Let $A,B$ be sets. Show that the three statements $A\subseteq B$, $A\cup B = B$ and $A\cap B = A$ are logically equivalent.

MY ATTEMPT

• $A\subseteq B$ $\Rightarrow$ $A\cup B = B$.

If $x\in A\cup B$, either $x\in A$ or $x\in B$. In the first case, due to the assumption, $x\in B$. In the second case, clearly $x\in B$. Thus, in both cases, one has that $x\in B$, which finishes the first part (the inclusion $B\subseteq A\cup B$ is obvious).

• $A\cup B = B \Rightarrow A\cap B = A$.

If $x\in A\cup B$, either $x\in A$ or $x\in B$. In both cases, we conclude that $x\in B$, given that $A\cup B\subseteq B$. Thus, if $x\in A$, we conclude that $x\in B$, due to the fact that $A\cup B\subseteq B$. In other words, $A\subseteq A\cap B$. Since the inclusion $A\cap B\subseteq A$ is obvious, we are done.

• $A\cap B = A \Rightarrow A\subseteq B$.

If $x\in A$, then $x\in A\cap B$, since we have that $A\subseteq A\cap B$. But then $x\in B$. In other words, if $x\in A$, we have proven that $x\in B$, and the inclusion $A\subseteq B$ holds.

I would like to know if I am reasoning correctly. Can someone check if my argument proceed?

Answer 1

Yes, that is convincing.

The second paragraph may need a little polishing.   The reasoning is valid, but a little confusing to follow.
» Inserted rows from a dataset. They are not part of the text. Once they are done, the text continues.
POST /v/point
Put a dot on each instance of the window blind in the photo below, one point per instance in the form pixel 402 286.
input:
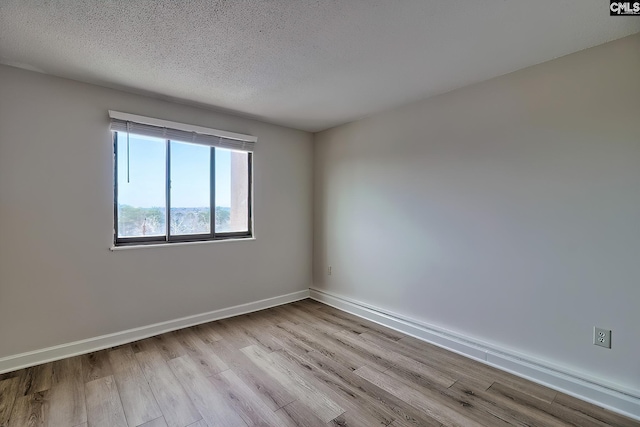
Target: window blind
pixel 123 122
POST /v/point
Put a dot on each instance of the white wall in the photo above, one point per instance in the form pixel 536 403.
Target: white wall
pixel 58 280
pixel 507 211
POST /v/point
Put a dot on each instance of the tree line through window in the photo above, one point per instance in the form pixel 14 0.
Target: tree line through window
pixel 161 181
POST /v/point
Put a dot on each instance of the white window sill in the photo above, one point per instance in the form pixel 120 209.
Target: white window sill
pixel 169 245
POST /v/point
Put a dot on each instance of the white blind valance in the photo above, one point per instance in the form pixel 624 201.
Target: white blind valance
pixel 124 122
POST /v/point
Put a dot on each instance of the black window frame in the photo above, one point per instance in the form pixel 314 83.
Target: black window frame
pixel 168 238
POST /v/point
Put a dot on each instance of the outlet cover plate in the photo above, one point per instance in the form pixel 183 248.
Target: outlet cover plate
pixel 602 337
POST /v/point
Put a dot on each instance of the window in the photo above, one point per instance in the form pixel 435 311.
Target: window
pixel 179 183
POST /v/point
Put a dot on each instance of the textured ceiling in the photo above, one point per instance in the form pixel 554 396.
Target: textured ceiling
pixel 304 64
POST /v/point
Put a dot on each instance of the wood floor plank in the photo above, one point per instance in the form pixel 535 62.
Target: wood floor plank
pixel 371 395
pixel 481 382
pixel 414 398
pixel 36 379
pixel 8 394
pixel 582 410
pixel 31 410
pixel 484 372
pixel 168 346
pixel 230 331
pixel 96 365
pixel 296 414
pixel 400 362
pixel 272 393
pixel 208 362
pixel 245 402
pixel 104 408
pixel 175 405
pixel 445 397
pixel 355 323
pixel 257 332
pixel 528 405
pixel 158 422
pixel 299 364
pixel 320 404
pixel 206 333
pixel 354 358
pixel 482 398
pixel 137 399
pixel 67 396
pixel 204 395
pixel 355 403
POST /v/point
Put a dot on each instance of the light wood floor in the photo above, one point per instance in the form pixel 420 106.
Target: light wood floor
pixel 302 364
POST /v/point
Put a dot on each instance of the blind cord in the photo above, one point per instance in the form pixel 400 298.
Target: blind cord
pixel 128 163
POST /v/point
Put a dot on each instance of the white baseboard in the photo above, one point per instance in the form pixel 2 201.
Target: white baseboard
pixel 610 396
pixel 37 357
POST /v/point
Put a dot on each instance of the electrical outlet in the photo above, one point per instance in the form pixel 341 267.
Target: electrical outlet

Something like:

Let us prove now that $A\cup B=B$ implies that $A\cap B=A$.   Firstly, $A\cap B\subseteq A$ is obvious.   Secondly, $A\subseteq A\cap B$ is proven thusly: anything in $A$ is in $A\cup B$, which equals $B$ by the premise, so therefore anything in $A$ is both in $A$ and in $B$.